Tento na língua

O Rijksmuseum, em Amesterdão, devia receber o prémio de melhor museu europeu para virgens ofendidas. Obras ali patentes que tenham nos títulos palavras como “preto”, “escravo”, “mouro” ou “anão”, estão a ser rebatizadas para não incomodarem as susceptíveis brigadas do politicamente correto.

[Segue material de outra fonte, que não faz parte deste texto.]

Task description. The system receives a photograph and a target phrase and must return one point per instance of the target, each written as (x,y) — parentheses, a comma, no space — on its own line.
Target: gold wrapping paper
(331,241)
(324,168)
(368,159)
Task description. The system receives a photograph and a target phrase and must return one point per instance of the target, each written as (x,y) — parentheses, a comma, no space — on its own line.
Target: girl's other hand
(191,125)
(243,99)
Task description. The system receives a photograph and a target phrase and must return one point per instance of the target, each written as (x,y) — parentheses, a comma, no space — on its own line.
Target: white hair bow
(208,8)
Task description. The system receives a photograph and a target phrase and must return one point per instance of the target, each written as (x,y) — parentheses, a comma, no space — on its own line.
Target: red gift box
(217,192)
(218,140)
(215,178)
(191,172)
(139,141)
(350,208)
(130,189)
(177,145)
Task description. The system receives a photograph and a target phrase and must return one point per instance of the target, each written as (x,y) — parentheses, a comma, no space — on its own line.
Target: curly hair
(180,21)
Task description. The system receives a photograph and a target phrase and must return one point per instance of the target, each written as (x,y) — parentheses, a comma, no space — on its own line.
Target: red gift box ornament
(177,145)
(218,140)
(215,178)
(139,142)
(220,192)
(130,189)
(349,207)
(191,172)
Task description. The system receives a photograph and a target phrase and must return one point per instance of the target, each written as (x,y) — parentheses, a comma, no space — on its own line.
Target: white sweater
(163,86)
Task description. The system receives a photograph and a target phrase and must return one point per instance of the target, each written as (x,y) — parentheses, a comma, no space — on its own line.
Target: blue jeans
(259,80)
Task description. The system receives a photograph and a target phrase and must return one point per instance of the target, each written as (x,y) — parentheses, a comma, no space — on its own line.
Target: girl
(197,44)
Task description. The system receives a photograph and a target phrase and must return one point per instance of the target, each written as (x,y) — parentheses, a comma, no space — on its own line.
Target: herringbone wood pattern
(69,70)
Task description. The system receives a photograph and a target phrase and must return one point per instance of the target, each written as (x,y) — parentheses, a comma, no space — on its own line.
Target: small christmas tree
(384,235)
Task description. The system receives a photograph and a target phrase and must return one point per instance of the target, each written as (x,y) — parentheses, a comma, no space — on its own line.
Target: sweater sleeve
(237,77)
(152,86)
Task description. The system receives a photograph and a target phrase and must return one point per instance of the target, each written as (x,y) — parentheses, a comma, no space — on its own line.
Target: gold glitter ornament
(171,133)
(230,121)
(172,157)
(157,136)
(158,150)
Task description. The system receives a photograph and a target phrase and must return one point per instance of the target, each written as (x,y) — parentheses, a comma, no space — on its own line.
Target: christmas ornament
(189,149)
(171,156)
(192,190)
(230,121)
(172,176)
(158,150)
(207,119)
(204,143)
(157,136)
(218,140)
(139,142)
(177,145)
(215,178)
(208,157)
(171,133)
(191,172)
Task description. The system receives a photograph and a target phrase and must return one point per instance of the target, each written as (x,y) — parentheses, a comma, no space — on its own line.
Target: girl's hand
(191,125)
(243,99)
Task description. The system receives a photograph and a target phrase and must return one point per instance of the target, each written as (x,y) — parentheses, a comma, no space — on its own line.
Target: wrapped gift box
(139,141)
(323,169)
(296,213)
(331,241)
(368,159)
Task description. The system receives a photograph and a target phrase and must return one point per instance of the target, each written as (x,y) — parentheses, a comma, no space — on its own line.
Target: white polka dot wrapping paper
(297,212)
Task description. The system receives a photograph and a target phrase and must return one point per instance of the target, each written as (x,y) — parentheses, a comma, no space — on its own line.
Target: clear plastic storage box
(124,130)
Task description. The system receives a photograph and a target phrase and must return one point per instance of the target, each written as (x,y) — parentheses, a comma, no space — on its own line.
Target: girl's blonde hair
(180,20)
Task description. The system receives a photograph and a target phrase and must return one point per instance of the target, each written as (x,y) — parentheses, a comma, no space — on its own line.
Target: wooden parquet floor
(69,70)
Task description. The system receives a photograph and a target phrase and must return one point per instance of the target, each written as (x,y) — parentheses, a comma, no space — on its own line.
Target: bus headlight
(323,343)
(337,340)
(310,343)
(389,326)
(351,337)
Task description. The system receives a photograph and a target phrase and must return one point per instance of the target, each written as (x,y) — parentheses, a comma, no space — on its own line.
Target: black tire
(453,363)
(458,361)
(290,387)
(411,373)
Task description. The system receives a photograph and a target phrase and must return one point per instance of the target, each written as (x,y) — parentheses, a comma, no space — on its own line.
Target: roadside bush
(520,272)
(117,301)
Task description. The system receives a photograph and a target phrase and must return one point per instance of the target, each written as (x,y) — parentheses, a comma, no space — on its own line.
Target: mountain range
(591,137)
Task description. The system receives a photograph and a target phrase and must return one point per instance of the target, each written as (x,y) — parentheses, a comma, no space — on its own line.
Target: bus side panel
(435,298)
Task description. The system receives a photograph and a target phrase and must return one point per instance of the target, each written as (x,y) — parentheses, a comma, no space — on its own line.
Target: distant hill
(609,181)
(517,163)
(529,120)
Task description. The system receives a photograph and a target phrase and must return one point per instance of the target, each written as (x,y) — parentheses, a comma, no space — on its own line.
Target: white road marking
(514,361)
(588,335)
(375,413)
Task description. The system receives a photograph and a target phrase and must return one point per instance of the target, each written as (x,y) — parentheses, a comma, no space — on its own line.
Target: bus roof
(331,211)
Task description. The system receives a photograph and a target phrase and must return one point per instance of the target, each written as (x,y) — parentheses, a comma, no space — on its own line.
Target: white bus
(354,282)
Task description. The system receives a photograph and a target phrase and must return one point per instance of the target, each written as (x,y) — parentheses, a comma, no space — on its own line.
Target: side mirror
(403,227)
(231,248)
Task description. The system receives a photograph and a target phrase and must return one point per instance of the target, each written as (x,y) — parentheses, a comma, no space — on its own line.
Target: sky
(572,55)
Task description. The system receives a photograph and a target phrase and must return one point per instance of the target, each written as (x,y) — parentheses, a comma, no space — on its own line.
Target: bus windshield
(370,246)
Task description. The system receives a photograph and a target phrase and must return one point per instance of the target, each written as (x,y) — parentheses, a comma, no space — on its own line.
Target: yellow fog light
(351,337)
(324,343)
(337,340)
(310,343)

O Rijks não tem parado de receber comentários indignados de visitantes que não toleram as legendas “não inclusivas” de muitas das obras que ali se expõem. Estes amantes das artes têm verdadeiras crises de nervos quando confrontados com termos pejorativos herdados de um passado colonial de violência e discriminação, e que por isso, acham eles, têm de ser eliminados.


Diligentes, os responsáveis do museu meteram-se ao trabalho. A Jovem negra, de Simon Maris, passou a ser a Jovem segurando um leque. A Jovem rapariga negra em frente a um cemitério, de Meisje bij Kerkhof, transformou-se em Rapariga do Suriname em frente a um cemitério, possivelmente em Paramaribo. Os “esquimós” deixaram de ser esquimós e passaram a ser “inuites”. E os escravos ainda não se sabe o que vão ser. Mas o diretor de comunicação do museu, Boris de Munnick, já apareceu com uma ideia brilhante. Ele sugere “escravizado”, porque, como explica, “ninguém nasce escravo, torna-se escravo pela ação dos outros”. 
 
De Munnick descansa-nos a todos, garante que este generoso exercício decorre com a necessária subtileza e que ainda nenhum visitante do museu deu pelas alterações. Ninguém duvida. Sabemos como os holandeses são bons a apagar o passado, basta ver como limparam as igrejas portuguesas no Recife e em Malaca. 

A Portugal, que se saiba, esta fúria purificadora ainda não chegou. Mas porque a prevenção é o melhor remédio, eu recomendaria às autoridades portuguesas que não perdessem tempo e que procedessem, de imediato, a uma operação semelhante. Podia começar-se por rebatizar as obras do Museu Nacional de Arte Antiga que têm títulos intoleráveis, como o São Tiago combatendo os mouros, do Mestre da Lourinhã. 

Depois, aproveitava-se o precedente aberto com a chamada do embaixador da Dinamarca ao Parlamento, para explicar a “lei das joias”, e chamava-se também o cônsul honorário da Mauritânia, tentando-se sensibilizá-lo para a necessidade urgente de mudar o nome do país. Corrigia-se assim o erro histórico de chamar Mauritânia à terra ancestral dos mouros – ou mauros, mauritanos.

Podia passar-se, entretanto, a uma revisão geral da toponímia nacional. Nomes como Rua das Pretas são obviamente inaceitáveis. E, finalmente, o mais importante de tudo: intervir ao nível da imagem que damos do país lá fora. Todos concordarão que não é possível continuar a ter como um dos nossos principais embaixadores no estrangeiro alguém que se chama José Mourinho. Convença-se por isso o homem a mudar de nome.